As a frequent traveler into central London, I’ve had quite a few interesting Tube experiences. They are rather rare, considering how often I use the Tube, because most of the time everyone on the Tube avoids eye contact with strangers. As I sit or stand, everyone else is quite firmly focused on their thoughts. But there are some gems in my experience and here are a few:

Private moments revealed

I have never worn fake eyelashes. I have also never noticed someone wearing them until one day on the Tube when a woman took off her eyelashes. I cannot lie. My reaction was a bit unseemly and I stared at her as she pulled them off her eyelids. I have seen many women do their make up on the Tube but never did I expect to see someone peel off her eyelashes. The man next to her looked incredibly uncomfortable, ready to curl into the fetal position, in fact. She then proceeded to dig out her mascara and happily paint the fake eyelashes with all the mascara she had. It was fascinating in a bizarre way. The application or removal of makeup has always seemed an incredibly private process to me. After seeing that, however, I will never blink an eye at a woman applying her makeup while on the Tube or in a waiting room again.

The tube on a Wednesday evening. Taken by my friend Daphne

Lingerie seems, to me, to be something you wear to please yourself or to please a certain someone. Either way, it’s another thing I view as private. I don’t understand the desire to flaunt undergarments or lingerie. One woman was sitting on the Tube with bags of shopping surrounding her. She was obviously pleased with her finds. She was so pleased that she pulled out one item — it was a lacy pale pink corset top. Immediately, her neighbors and the people sitting across from her focused upon what she was doing. She delicately, and happily, fingered the material and checked the under-wire, quite obviously reveling in such a fine purchase. I don’t think I’ve ever seen such a mixed bag of reactions from people on the Tube before!

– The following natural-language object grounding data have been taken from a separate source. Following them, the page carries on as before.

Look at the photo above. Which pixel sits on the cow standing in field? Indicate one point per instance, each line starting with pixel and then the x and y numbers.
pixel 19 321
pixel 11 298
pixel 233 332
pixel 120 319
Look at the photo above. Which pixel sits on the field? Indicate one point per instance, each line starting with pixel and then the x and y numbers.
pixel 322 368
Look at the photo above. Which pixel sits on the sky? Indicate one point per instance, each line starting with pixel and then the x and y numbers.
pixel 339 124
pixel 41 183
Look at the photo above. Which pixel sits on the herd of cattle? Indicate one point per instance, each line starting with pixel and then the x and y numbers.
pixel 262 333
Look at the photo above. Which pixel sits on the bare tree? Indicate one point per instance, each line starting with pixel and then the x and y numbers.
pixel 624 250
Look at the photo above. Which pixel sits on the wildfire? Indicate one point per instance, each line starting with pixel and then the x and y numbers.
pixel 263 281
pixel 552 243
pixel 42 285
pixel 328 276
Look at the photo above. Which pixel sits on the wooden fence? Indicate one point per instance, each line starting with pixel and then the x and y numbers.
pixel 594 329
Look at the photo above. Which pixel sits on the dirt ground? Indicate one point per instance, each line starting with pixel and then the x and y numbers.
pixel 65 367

Tube connections begin with discomfort

My friends and I were going out and squished ourselves onto an incredibly crowded train. I, unfortunately, got separated from the group and was sandwiched between the doors and a pair of French girls. As the Tube moves along its path, one of the girls’ hair, up in a messy bun, keeps hitting my face. And since I don’t particularly enjoy the experience of eating hair, I try to curl even further into the corner. She, suddenly finding another inch of space behind her, moves back. I am left suffering every time she moves the slightest bit. Three men, obviously good friends, were standing on my left–providing the other wall to my sad little box–and see my discomfort. Unfortunately, there isn’t enough room for them to find a way to maneuver me into a more comfortable position. They smile sympathetically and I feel a bit better for at least having witnesses to share my misery with. At the next few stops, people pile out but few pile in, allowing the men to move back and help me breathe air that has not been filtered through this girl’s hair. Eventually the girls left. One of the men pulls out a package of mints and offers some to his friends. With a friendly smile, I am included and offered a mint as well!

On Guy Fawkes night, I jumped onto the Tube to head back to my campus and was quite alone. I was not particularly worried about traveling alone, just about being sleepy. Again, the Tube was crowded and I leaned against a wall, hoping I didn’t doze off. A man got on and stood next to me. We had smiled at each other as we stood on the platform waiting for the Tube to arrive. We had both been rudely pushed aside by some rambunctious, buzzed revelers but took it in stride. As the Tube reached his stop, he grasped my arm and said, “Good night, love”. It was sweet–and helpful!–as he helped me stay awake, and a fantastic end to a night of fireworks, friends and exhaustion. And not at all creepy.

As a rather unsophisticated girl, I had never heard of Harrod’s until I came to London. Nor did I particularly care to go see it. I was quickly told that it was a must-see and even though I might not be able to afford much there, as a foodie I had to visit the Food Halls. On the way there, my friend and I managed to nab some seats. As he took a quick doze, I not so subtly read the newspaper of the businessman next to me. He soon left, however, and a new man took the seat next to me, only to get a look of disgust and walk away rubbing at his lower back and bottom. In complete confusion, I looked at the seat next to me and at the man leaving. There could only be one explanation for his actions. The seat must have been wet! But how did the man before sit on it? As I attempt to puzzle this out, a man sitting across from me had observed the entire situation and was just as puzzled/entertained as I was. We smiled in recognition of a fellow keen observer. He then motioned over to my friend who was dozing in that head-bobbing way and smiled wider. I smiled, shrugged my shoulders and settled in for the ride.

I am not a personal fan of the London Tube. But, as with all public transport systems, I love watching the people on them. People take for granted the amount of entertainment and knowledge that can be gleaned on a simple Tube ride. Always observe your surroundings and appreciate them!